Le besoin de mieux caractériser les modèles d’affaires favorables a d’ailleurs conduit la Commission Biodiversité d’EpE à recenser et analyser les pratiques de ses membres de ce point de vue. Fondée sur une soixantaine de témoignages portant sur l’ensemble des chaînes de valeur, la publication « Biodiversité : valoriser pour agir » montre de nombreuses réussites. Plusieurs exemples suggèrent que plus ces actions sont définies localement, prenant en compte les multiples facettes et dimensions du vivant à travers une diversité d’indicateurs et impliquant une diversité de parties prenantes, plus le résultat est convaincant.

À l’image du fonctionnement du dispositif act4nature international, la méthode consistant à construire collectivement et progressivement des trajectoires d’amélioration et des objectifs pragmatiques et proches du terrain semble permettre d’apprendre ensemble au fur et à mesure de l’action, même en l’absence de trajectoires développées par l’IPBES similaires à celles du GIEC pour le climat. L’IPBES affirme d’ailleurs déjà que ces méthodes fondées sur des processus délibératifs pour juger conjointement des valeurs permettent d’intégrer une représentation plus fiable de la nature dans les décisions des entreprises.
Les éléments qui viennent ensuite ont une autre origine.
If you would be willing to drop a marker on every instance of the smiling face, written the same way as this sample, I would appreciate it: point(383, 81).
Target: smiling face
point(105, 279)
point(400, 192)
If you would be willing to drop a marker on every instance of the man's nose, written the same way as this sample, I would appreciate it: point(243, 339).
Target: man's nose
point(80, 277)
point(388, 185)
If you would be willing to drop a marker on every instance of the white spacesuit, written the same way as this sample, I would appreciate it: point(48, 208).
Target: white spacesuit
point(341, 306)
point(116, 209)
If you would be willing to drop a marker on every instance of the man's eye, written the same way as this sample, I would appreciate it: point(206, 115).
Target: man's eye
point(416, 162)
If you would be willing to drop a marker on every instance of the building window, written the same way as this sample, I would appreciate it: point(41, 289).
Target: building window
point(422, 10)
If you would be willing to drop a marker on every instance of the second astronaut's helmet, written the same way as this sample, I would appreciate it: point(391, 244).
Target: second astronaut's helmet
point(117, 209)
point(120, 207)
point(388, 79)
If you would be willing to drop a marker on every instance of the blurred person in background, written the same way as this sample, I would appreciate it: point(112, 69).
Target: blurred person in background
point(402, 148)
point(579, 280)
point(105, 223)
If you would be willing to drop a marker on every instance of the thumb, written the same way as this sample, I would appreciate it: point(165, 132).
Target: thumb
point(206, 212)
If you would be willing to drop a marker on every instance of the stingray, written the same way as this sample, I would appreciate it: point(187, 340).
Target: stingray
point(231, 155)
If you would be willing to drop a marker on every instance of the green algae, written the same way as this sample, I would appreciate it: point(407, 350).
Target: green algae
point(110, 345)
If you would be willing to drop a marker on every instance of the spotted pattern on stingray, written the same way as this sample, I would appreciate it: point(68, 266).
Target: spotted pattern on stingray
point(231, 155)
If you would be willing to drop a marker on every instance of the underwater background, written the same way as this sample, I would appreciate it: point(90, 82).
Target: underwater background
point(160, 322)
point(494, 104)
Elles conduisent en général à préconiser des solutions fondées sur une sobriété pérenne, notamment en matières premières vivantes.

L’évolution de la relation que les humains entretiennent avec la nature constitue un autre ensemble de solutions. Il semble qu’en matière de biodiversité, le monde économique doive accepter « d’opérer à la manière non d’un ingénieur, mais d’un bricoleur[i] », et que c’est ainsi qu’il sera possible de restaurer la nature et de rétablir ses fonctionnalités pour maintenir l’habitabilité de la Terre.

Dans la transformation écologique dont chaque acteur reconnaît aujourd’hui l’urgence, les entreprises ne mettent pas encore la nature au même rang que le climat, sans doute parce que le fonctionnement du monde économique actuel repose en fait largement sur des approches d’ingénieurs. Absence d’indicateurs uniques, difficulté à définir des modèles d’affaires valables en tout lieu, subjectivité des jugements sur les risques, les impacts et les priorités, caractère diffus des bénéficiaires des services rendus par la nature, approches expérimentales peu reproductibles… sont autant d’obstacles apparents, mais laissent de vastes possibilités d’actions aux entreprises.

Le monde financier est un moteur puissant de la décarbonation ; sous sa pression et dans le cadre du dialogue actionnarial, ce sujet est aujourd’hui au cœur des stratégies et des process des entreprises. Le risque est grand que cela ne se fasse en partie avec une pression accrue sur les sols et les ressources de la biosphère. Comment mettre cette puissance également au service de la restauration de la nature ? Les membres d’EpE, financiers et entreprises du monde physique, continuent à y travailler ensemble.

Claire Tutenuit, Déléguée générale
Benoît Galaup, Responsable Biodiversité, Finance et Numérique

[i] Citation de François Jacob (1981) utilisée par Tatiana Giraud lors de sa leçon inaugurale au Collège de France (2022) : « Dynamique de la biodiversité et évolution : formation des espèces, domestication et adaptation ».